I.

I’m not saying that I’m Mr. Fun or anything, but I like a good time. Well, a good quiet time, but my point is that I’m not exactly a dark and brooding personality — most of the time. I like happiness; I’m certainly not anti-joy. And yet there are some topics that, whenever they come up, make me sound like the biggest, baddest grump on the planet.

For whatever reason, mathematically speaking, it’s whimsy. I hate whimsy. It drives me up the wall.

Maybe you know what I mean. Mathematical whim is when the ultimate justification for some mathematical pursuit is a version of ‘because mathematicians — we’re just some wiiiiild and cra-zay guys!’

Mathematical whim is when you invent a new number because you can. It’s when you extend something beyond the point of reason, because why not? It’s when you sort of suggest that once you enter Math Club you’re powerful and in charge and nothing, not even reason itself, can keep you from playing this meaningless, arbitrary game with yourself…

…and there I go again, turning into Oscar the Grouch, but for real this whole thing irrationally bugs me.

The first time mathematical whim really bugged me was when I came to dislike the way math teachers typically introduce imaginary numbers. The common pedagogical move is to point to previously unsolvable equations and suggest that we invent a solution. So, up until now we haven’t had a solution to $x^2 = -100$? What. if. we. just. made. one. up.

“Oh my god, math teacher, can you actually do that? What is this? I didn’t realize doing math was so cool that you could just do whatever you want whenever you want?”

Five reasons why I dislike this exercise in mathematical whimsy:

• It’s historically false. We recognized the value of imaginary numbers when they were useful, when treating them as numbers and therefore as things you could add/subtract/multiply/divide was useful because doing that arithmetic helped you find real solutions to polynomial equations.
• It’s pedagogically false. It gives students no appreciation for why imaginary numbers are at all useful or interesting.
• It’s sociologically false. Mathematicians don’t play the role in society that this teaching suggests that they do. Mathematicians don’t get NSF funding because they’re the red-nosed court jesters of science. Mathematicians play the role they do in society because, along with the rest of paid science, the nation thinks that math is crucial to the economy and to national defense.
• It’s psychologically false. Most people pursue things for a reason.
• It’s personally false. I like things that make sense. I don’t like putting in a lot of work to understand something that we just made up because, why not? It’s not a way of thinking about math that at all connects with who I am and what I value.

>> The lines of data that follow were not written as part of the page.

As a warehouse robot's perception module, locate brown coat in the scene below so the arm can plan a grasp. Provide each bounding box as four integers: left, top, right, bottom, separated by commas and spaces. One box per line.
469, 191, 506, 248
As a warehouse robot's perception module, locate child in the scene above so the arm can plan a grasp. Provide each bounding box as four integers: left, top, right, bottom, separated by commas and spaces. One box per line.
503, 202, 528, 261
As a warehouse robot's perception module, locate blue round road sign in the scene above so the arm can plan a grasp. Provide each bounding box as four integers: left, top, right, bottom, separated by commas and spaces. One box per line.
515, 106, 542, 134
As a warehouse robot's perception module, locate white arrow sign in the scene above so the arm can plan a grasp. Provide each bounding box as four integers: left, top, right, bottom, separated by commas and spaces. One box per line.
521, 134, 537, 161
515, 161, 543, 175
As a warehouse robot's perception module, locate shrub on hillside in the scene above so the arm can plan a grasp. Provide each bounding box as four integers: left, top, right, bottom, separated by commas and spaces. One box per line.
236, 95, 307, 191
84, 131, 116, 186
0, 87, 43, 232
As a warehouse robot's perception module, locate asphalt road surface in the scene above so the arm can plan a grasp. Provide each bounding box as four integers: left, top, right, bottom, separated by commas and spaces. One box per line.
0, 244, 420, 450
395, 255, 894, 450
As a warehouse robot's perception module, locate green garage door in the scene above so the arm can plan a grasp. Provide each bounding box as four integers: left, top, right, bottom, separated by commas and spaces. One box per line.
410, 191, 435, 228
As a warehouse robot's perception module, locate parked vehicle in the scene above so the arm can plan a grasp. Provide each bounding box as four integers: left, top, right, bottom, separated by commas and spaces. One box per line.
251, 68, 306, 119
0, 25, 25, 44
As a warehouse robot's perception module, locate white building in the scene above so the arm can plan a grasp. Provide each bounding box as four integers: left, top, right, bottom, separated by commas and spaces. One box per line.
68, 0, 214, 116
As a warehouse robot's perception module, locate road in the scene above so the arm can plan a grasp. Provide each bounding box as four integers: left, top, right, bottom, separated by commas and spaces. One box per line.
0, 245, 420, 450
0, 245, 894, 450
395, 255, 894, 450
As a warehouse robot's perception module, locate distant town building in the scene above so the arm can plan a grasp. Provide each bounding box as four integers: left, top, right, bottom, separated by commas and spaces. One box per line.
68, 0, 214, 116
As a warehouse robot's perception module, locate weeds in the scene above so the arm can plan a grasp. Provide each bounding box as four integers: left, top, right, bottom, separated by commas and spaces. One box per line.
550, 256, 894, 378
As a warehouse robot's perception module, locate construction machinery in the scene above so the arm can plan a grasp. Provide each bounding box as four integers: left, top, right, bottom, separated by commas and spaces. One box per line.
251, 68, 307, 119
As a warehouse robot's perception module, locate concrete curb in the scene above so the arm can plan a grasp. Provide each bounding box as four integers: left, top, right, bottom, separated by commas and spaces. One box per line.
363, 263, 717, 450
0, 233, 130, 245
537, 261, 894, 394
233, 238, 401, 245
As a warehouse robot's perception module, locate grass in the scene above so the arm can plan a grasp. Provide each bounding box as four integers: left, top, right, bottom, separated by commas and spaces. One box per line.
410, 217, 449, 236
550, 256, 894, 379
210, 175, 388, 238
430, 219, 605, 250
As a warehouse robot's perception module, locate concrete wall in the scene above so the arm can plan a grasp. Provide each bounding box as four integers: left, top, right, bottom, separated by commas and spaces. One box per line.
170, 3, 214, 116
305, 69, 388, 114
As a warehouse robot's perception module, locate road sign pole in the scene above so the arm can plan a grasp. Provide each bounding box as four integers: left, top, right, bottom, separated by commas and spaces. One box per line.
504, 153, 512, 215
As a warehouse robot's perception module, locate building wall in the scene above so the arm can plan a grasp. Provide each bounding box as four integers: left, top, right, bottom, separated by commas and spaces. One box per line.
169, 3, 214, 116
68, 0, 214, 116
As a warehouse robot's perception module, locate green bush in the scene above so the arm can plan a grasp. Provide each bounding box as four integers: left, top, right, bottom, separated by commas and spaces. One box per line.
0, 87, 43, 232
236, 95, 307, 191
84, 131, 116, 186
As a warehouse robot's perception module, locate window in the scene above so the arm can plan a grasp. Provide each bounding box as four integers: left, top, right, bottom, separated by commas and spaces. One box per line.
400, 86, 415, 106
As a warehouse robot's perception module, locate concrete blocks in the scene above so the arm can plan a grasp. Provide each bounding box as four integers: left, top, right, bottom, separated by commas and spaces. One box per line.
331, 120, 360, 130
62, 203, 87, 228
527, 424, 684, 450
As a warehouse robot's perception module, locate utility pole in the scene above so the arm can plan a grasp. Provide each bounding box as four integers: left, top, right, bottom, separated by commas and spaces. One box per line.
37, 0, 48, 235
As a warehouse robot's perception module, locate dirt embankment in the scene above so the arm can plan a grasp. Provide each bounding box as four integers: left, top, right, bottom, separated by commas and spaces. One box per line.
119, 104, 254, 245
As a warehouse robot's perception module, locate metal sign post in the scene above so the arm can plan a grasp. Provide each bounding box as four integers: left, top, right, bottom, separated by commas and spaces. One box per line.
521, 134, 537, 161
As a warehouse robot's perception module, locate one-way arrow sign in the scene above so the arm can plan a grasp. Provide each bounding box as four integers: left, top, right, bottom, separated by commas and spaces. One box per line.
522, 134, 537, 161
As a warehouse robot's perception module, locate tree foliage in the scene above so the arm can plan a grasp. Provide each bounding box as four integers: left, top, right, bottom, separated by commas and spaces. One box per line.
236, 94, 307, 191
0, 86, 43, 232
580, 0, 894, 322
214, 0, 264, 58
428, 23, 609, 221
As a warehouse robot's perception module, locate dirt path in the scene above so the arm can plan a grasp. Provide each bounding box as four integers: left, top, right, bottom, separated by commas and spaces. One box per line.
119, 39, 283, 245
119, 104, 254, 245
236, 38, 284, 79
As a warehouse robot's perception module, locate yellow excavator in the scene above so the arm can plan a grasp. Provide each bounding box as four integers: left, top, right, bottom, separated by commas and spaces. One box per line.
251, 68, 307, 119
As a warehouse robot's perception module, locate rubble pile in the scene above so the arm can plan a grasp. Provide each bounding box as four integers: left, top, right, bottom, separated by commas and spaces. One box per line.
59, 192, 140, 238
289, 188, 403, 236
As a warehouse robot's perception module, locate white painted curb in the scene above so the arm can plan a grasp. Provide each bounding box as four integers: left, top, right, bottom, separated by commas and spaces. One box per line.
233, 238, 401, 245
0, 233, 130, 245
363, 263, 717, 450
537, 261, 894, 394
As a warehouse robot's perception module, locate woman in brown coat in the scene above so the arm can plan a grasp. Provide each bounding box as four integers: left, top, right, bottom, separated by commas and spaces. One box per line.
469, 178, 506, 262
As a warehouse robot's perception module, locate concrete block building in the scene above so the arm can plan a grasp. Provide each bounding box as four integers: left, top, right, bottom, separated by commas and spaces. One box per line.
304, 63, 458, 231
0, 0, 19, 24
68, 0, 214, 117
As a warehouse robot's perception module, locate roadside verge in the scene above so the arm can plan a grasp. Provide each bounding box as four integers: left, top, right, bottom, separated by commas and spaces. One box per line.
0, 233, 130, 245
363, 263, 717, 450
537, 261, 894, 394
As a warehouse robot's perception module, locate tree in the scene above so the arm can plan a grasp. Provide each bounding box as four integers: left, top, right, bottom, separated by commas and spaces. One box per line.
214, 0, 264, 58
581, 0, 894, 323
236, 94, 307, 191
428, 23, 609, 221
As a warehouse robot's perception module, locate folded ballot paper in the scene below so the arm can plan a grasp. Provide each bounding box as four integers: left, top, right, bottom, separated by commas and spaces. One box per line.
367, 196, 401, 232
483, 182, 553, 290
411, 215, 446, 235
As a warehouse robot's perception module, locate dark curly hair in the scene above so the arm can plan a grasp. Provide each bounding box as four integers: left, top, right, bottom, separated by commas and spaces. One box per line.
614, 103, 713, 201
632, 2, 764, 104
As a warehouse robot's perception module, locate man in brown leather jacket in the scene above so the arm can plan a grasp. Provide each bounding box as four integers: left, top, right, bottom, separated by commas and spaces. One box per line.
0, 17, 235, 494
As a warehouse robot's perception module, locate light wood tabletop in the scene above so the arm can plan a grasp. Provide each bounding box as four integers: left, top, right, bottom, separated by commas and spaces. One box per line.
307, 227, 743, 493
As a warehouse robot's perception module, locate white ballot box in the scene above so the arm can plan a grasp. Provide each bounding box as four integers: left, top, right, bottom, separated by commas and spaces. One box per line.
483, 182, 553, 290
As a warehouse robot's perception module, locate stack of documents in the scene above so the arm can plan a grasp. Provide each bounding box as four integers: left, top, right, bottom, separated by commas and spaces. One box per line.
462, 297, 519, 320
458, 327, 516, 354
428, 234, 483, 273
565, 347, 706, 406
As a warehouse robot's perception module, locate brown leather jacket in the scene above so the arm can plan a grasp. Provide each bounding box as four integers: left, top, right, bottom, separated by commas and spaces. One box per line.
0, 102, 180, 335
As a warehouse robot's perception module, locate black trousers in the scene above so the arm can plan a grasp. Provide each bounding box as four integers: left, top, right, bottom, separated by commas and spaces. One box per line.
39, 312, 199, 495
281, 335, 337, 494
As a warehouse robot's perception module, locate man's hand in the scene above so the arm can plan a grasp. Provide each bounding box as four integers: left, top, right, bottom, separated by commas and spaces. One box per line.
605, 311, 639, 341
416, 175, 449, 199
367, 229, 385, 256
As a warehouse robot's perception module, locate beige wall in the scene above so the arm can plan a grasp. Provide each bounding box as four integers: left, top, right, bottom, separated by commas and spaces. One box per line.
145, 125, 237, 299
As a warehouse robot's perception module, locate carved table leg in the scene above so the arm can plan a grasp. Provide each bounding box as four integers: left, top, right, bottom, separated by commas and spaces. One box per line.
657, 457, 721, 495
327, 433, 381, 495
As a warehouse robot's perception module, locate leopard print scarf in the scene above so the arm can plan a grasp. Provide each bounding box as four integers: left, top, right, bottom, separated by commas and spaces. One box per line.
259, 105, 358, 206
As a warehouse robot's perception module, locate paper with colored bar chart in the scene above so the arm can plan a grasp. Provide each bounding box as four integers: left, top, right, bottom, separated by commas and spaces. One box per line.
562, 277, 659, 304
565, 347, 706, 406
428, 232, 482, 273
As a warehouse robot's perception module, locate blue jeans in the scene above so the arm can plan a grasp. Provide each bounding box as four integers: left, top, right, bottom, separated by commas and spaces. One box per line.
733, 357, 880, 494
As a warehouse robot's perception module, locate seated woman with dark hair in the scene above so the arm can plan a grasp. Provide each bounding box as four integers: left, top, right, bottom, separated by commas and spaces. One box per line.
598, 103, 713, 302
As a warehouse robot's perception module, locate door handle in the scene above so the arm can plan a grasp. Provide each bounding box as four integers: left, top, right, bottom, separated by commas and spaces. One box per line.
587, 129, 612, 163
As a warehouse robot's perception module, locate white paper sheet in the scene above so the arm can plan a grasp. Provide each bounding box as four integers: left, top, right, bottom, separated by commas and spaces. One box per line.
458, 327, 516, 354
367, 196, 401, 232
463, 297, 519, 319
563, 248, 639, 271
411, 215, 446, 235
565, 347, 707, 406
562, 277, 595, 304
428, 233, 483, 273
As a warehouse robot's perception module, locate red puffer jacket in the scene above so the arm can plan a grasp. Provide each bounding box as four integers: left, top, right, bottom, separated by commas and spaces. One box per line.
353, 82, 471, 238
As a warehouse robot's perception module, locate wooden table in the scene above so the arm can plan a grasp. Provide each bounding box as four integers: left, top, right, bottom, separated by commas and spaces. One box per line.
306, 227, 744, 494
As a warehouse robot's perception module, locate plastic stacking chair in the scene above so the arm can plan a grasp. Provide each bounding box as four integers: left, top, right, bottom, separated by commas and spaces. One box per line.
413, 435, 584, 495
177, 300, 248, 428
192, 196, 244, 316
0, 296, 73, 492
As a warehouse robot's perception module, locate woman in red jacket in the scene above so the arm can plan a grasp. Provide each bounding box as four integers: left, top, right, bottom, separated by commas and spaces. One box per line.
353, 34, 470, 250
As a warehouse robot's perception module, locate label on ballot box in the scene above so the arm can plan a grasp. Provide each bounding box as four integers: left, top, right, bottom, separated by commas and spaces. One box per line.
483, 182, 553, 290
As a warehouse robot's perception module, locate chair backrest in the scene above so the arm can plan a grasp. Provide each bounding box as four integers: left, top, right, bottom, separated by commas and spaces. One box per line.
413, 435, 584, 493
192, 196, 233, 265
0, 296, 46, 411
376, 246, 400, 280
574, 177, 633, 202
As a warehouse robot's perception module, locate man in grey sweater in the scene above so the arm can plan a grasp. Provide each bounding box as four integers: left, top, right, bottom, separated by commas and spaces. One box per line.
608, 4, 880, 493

In the case of imaginary numbers, this made me upset enough that I spent a lot of time trying to put together materials that expressed a different introductory vision of what these things are. And I think that non-Euclidean geometries are similarly misunderstood and mispresented to students.

And the whole thing makes me feel grumpy, and like I’m no fun at all.

II.

This thought recently came up as I’ve been studying p-adic number theory with a colleague, because this is an area of math that it is very easy to present whimsically.

Here’s a whimsical presentation: Hey, you know how we normally find the distance between two points? You know, directly, like this:

Well, what if distance worked differently? What if there are other, alternate ways of measuring the distance between two points? Maybe, like this, so that the distance between A and B is 7:

And so that sets us out on a quest to clarify what it really means to be a measure of distance, and to search for alternate ways to satisfy those conditions.

Via wikipedia, here is what those conditions might be:

In other words, distance should not be negative, your distance is only 0 to yourself, for distance the order of your points doesn’t matter, and the “direct” route can’t be longer than the “indirect” route that takes a stop at some other point along the way.

Huzzah! We can now explore alternate measures of distance. Whim, engaged.

But…wait. Both the taxicab metric and the conventional (“Euclidean”) metric are defined using the absolute value function.

The taxicab metric measures the distance between two points $(x_1, y_1)$ and $(x_2, y_2)$ as $D_t = |x_1 - x_2| + |y_1 - y_2|$.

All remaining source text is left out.